So what’s happened at Fukushima in the month since the 2 year anniversary?

Well, the cooling system has broken down at least once-

Fukushima Blackout Hints at Plant’s Vulnerability

By MARTIN FACKLER, The New York Times

Published: March 19, 2013

This week’s partial blackout, which started Monday, halted crucial cooling systems for as long as about 30 hours at four pools where used fuel rods are stored.



The four pools affected by the latest blackout contain more than 8,800 highly radioactive fuel rods, Tepco said, enough to cause a release much larger than the original accident, which forced the evacuation of some 160,000 residents in northeastern Japan.



With the company as the only source of information, it was impossible this week to independently assess the conditions at the plant, which sits in a contaminated zone that is closed to the public. On Tuesday, the company was criticized for waiting three hours before revealing the power failure to the public.

Tepco said a faulty switchboard might have been to blame in the latest power failure. Though the company has backup generators at the site, it appeared to have been unprepared for a switchboard failure.

There was a conference-

Fukushima Two Years Later: Many Questions, One Clear Answer

By: Gregg Levine, Firedog Lake

Monday April 8, 2013 7:30 am

A distinguished list of epidemiologists, oncologists, nuclear engineers, former government officials, Fukushima survivors, anti-nuclear activists and public health advocates gathered at the invitation of The Helen Caldicott Foundation and Physicians for Social Responsibility to, if not answer all these question, at least make sure they got asked. Over two long days, it was clear there is much still to be learned, but it was equally clear that we already know that the downsides of nuclear power are real, and what’s more, the risks are unnecessary. Relying on this dirty, dangerous and expensive technology is not mandatory-it’s a choice. And when cleaner, safer, and more affordable options are available, the one answer we already have is that nuclear is a choice we should stop making and a risk we should stop taking.
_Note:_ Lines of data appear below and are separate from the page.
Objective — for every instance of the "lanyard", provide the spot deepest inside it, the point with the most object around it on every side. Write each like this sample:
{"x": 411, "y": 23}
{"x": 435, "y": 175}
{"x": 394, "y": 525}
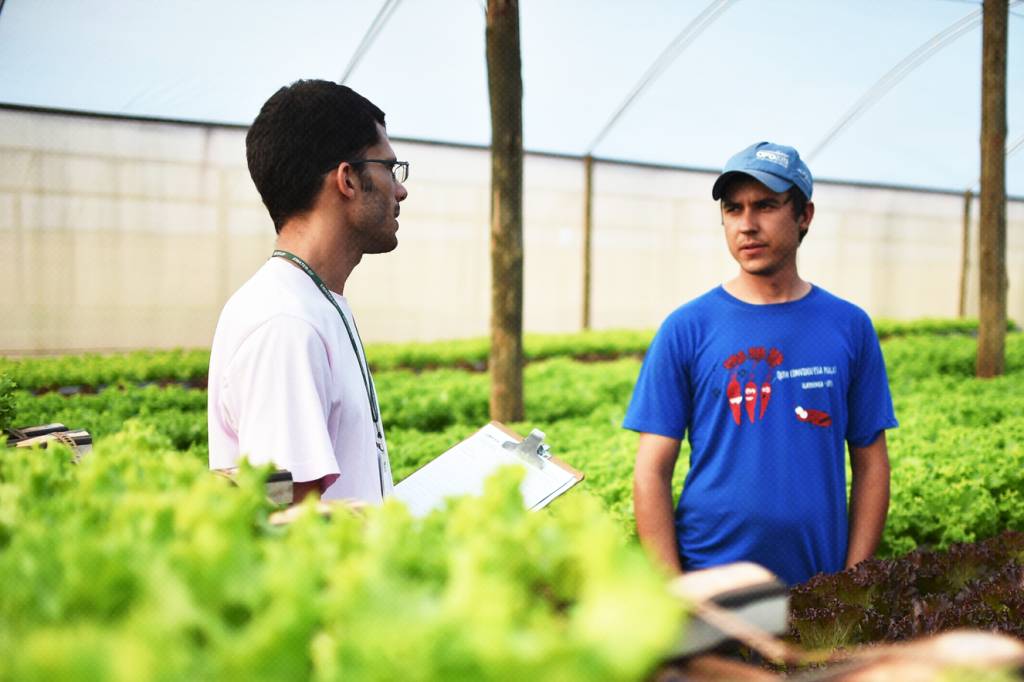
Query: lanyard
{"x": 368, "y": 381}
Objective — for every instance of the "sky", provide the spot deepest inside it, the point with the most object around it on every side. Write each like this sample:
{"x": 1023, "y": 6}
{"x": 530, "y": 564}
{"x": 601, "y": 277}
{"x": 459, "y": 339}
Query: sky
{"x": 786, "y": 71}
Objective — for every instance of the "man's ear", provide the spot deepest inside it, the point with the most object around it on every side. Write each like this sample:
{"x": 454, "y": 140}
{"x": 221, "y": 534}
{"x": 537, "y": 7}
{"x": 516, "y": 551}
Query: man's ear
{"x": 344, "y": 178}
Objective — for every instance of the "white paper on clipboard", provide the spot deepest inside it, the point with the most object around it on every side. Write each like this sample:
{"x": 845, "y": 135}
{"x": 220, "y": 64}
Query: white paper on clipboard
{"x": 463, "y": 469}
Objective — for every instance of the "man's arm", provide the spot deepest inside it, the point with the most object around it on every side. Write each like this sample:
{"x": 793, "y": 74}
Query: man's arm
{"x": 868, "y": 499}
{"x": 656, "y": 457}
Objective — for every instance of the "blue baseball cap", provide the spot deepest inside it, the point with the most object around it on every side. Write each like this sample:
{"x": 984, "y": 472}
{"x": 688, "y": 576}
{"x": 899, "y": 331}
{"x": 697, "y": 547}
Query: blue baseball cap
{"x": 775, "y": 166}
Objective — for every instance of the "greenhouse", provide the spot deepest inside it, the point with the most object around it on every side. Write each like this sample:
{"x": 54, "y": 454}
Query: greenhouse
{"x": 557, "y": 291}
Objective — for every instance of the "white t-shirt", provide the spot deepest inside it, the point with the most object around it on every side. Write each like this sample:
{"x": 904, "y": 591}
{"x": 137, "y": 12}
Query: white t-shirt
{"x": 286, "y": 387}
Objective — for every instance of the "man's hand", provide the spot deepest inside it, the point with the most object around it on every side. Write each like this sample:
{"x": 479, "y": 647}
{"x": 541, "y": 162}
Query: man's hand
{"x": 868, "y": 499}
{"x": 302, "y": 489}
{"x": 656, "y": 457}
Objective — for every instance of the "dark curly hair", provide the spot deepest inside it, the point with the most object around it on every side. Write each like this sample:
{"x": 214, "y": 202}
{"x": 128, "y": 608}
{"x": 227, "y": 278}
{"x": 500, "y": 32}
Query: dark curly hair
{"x": 303, "y": 131}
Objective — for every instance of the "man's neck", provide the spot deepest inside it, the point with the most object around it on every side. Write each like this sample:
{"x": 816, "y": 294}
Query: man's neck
{"x": 320, "y": 247}
{"x": 762, "y": 290}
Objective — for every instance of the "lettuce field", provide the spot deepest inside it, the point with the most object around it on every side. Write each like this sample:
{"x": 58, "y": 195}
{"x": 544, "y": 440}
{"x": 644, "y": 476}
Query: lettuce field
{"x": 139, "y": 564}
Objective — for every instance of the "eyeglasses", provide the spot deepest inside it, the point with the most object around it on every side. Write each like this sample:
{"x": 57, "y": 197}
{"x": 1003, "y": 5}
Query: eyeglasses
{"x": 399, "y": 169}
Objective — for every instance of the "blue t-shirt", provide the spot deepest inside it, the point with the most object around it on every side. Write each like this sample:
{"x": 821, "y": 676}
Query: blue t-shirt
{"x": 767, "y": 394}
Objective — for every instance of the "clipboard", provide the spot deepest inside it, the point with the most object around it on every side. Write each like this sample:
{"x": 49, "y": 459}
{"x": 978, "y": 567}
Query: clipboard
{"x": 463, "y": 468}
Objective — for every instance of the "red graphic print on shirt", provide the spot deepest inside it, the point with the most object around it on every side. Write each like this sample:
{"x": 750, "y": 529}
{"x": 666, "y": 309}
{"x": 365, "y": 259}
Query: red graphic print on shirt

The boiling water reactors (BWRs) that failed so catastrophically at Fukushima Daiichi were designed and sold by General Electric in the 1960s; the general contractor on the project was Ebasco, a US engineering company that, back then, was still tied to GE. General Electric had bet heavily on nuclear and worked hand-in-hand with the US Atomic Energy Commission (AEC-the precursor to the NRC, the Nuclear Regulatory Commission) to promote civilian nuclear plants at home and abroad. According to nuclear engineer Arnie Gundersen, GE told US regulators in 1965 that without quick approval of multiple BWR projects, the giant energy conglomerate would go out of business.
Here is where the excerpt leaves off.